The Paradox of Life: Same but Different

We’re all different but also the same. The fourth grade class got that lesson in their art class. Each student was given a piece of white paper with a 22-sided design outline. Their finished artwork, when cut out, fit together like a puzzle. It became a large mural which demonstrated, at the same time, the individuality and the togetherness of the class.

Kassandra chose to include in her artwork a vase of sunflowers, a 3-D box, and shapes, influenced by Van Gogh, Vasarely, Matisse and Dubuffet.
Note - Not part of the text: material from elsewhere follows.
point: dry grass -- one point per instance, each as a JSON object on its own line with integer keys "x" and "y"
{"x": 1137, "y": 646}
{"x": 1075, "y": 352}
Danielle did her artwork looking at a reproduction of the story quilt and book “Tar Beach” by Faith Ringgold. The main character, Cassie, her brother Bebe, the Hudson River, the George Washington Bridge, the family seated at the table on her roof top and her building in New York City were all drawn in wonderful detail!

Erasham chose a 22-sided design with outlines of Vasarely’s boxes on the ends. He colored the 3-D boxes to frame his work. He chose to do a variation of a boy on roller skates on a skateboard from a reproduction by syndicated cartoonist, John Overmyer. He added his own sun and clouds.

By exposing inner city children to a wider view beyond their narrow streets through reproductions of art, we give them access to the world and confidence that they can put their own spin on it through marks on a piece of paper.

The final example is a mural with a whole class’ individual 22-sided box designs colored in, each in his or her own way. The individual pieces were joined together so it looked like a robot. It’s over four feet high. Fun!

 

The students were proud of their individual artwork and also amazed at how colorful and integrated the whole mural looked when the pieces were joined.  A lesson in how our individual ideas when put together with others’ can make a beautiful whole!